The fall in confidence
The fall in economic confidence is dramatic. This is the biggest fall since Lehman went under:
Some have a hard time seeing why this is happening and the psychology behind this is worth examining:
“(SoberLook) Amazingly, there seem to be countless Americans who are rooting for this to happen. Emails are pouring in arguing that a US default in fact is a good thing. They really believe this will magically solve the US fiscal deficit problem and/or somehow “punish” the Obama administration. They don’t seem to realize that this is akin to wishing for another 2008, while US government deficit would only worsen as a result (with tax revenue collapsing while entitlement liabilities growing just as fast). Alternatively these people just don’t seem to value their jobs, homes, pensions, and bank accounts – all of which will be at risk should the US government fail on its obligations.”
I think there are many things to consider. Many have lost their homes during this last crisis only to see rents rise and banks get favorable treatment in purchasing these properties. Bank accounts? A large part of our country has zero dollars in their bank account. Pensions? As we have noted only about 10 percent of the population now has what amounts to a pension. The issue of course is that a large portion of our country is still living in the deep pains of a recession. They have very little to lose so what may seem illogical and downright insane, may make total sense to many. And people vote. In our representative government this is how gridlock is developed. We have hollowed out the middle and now are fully divided to the point of the government not being able to function. That is very troubling. A strong middle would likely provide more common ground but that middle has eroded to a shell of what it once was.

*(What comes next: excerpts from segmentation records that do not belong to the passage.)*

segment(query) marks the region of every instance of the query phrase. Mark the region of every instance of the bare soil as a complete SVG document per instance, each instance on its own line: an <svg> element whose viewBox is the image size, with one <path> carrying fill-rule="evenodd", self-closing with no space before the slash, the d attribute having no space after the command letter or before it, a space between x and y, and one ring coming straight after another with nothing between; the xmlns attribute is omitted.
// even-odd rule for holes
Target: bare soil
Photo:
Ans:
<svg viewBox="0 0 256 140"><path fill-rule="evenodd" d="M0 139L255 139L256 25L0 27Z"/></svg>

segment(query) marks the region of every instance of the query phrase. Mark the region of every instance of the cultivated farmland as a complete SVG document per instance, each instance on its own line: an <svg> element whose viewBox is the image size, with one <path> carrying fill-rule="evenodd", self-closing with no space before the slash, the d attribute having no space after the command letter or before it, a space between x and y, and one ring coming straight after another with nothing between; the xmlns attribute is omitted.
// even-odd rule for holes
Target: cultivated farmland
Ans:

Nothing in the stock market
As we noted before, Americans have very little invested in the stock market:
While bankers may be fretting about this, sadly, a large portion of our population feels left out of what has been a slow and methodical destruction of the middle class. So this financial and political brinkmanship makes complete sense through that perspective. Is this good? Of course not. Congress has a job to do. Yet they don’t have the motivating factors that the unemployed person or the massively indebted college student have. The reason economic confidence has fallen so dramatically is because people see how little is being done for them. Banks and the government seem apathetic to the needs of working Americans.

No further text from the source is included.